When I met Tina and Tom for the first time, at a space debate arranged by Christer Fuglesang at the KTH Royal Institute of Technology in Stockholm, Tom told me something that really stood out.
You said rocket science isn't rocket science anymore? What did you mean by that?
"That it's not actually that difficult. It is complex, requires a lot of work to understand and learn, but you don't have to have to create particularly many novelites. We have been building this type of rocket for decades."
"This is a message I want to send, especially to young people. Do not listen to what they say at NASA. They emphasize how difficult it is because it is an argument for them to continue to receive money", says Tom.
"You have to work hard, but you do not have to be very smart", says Tina.
"Programming is the key to all space projects. If you start with programming, you can take shortcuts to learn the necessary physics and chemistry. You then find out exactly what you need to know from, for example, physics and include it in your code. Instead of spending years just learning physics, or chemistry", Tom says.
"This is a completely new approach that makes it possible for new players to enter the space industry. This is more important than anything else when we see new players compete with Boeing and the other big players."
The US military comes knocking…
DARPA is the name of a US research and development agency linked to the Department of Defense. Perhaps best known to the public because its predecessor, ARPA, created the first version of the internet, ARPANET.

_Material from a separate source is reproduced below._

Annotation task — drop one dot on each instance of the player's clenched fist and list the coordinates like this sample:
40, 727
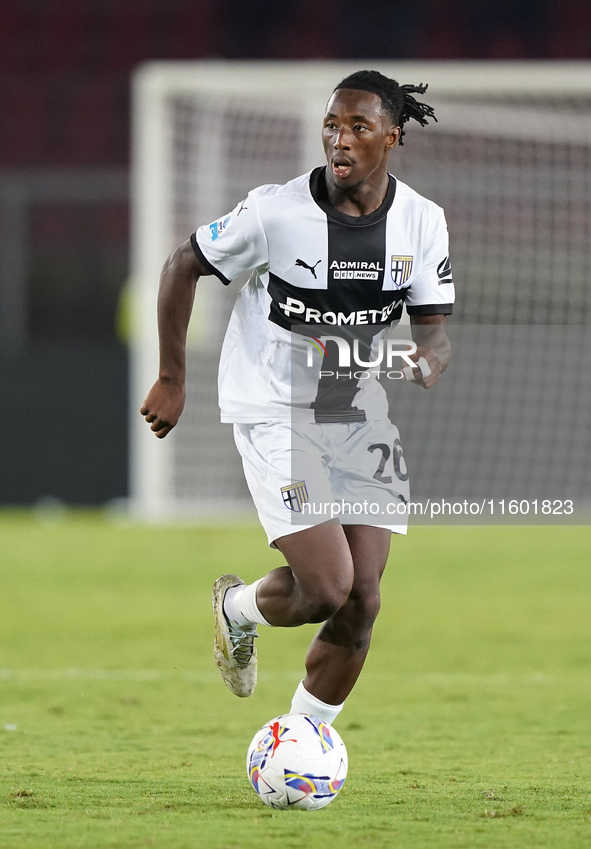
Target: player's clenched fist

One method DARPA uses to push development forward is prize competitions. Among other things, they have arranged one about self-driving vehicles, which Warp News wrote about earlier.
DARPA Launch Challenge
Now DARPA wanted to develop rockets whose innovation process they described as "tedious" with the aim of reducing risk instead of delivering progress.
DARPA reached out to Tina and Tom and asked if they wanted to participate in the competition. No, they did not have time for that, was the answer. But DARPA did not give up. They booked a meeting with Pythom Space and convinced them of the benefits of participating.
A total of 55 teams participated at the beginning of the competition. Ten went on to the finals, of which Pythom Space was one.
However, no team managed to achieve DARPA's requirements to win, so the competition was closed at the beginning of 2020.
Will Tina and Tom be the first humans on Mars?
Their planned departure is 2024. Should they miss it, they will have to wait for two years until 2026, when Earth and Mars are at their closest.
If they make it in 2024, they will most likely be first. If it's 2026, they may get competition from some astronauts from SpaceX. But being first isn't their goal.
"This is much bigger than being first. This is our second major migration. The first was out of Africa. This is about changing humanity. A whole new world of possibilities", says Tina.
"We see this as a new world. When Columbus sailed to America, there were both better boats and sailors. But no one else did it. He did. All it took was a three weeks. It was not difficult, it was fear that held everyone back. It was believed that one would fall over the edge of the earth. Or eaten by sea monsters. He showed that all that was wrong", Tina continues and Tom nods again.
That's the explorer's purpose.
To go before everyone else and show that what was thought impossible was possible – so that others can follow.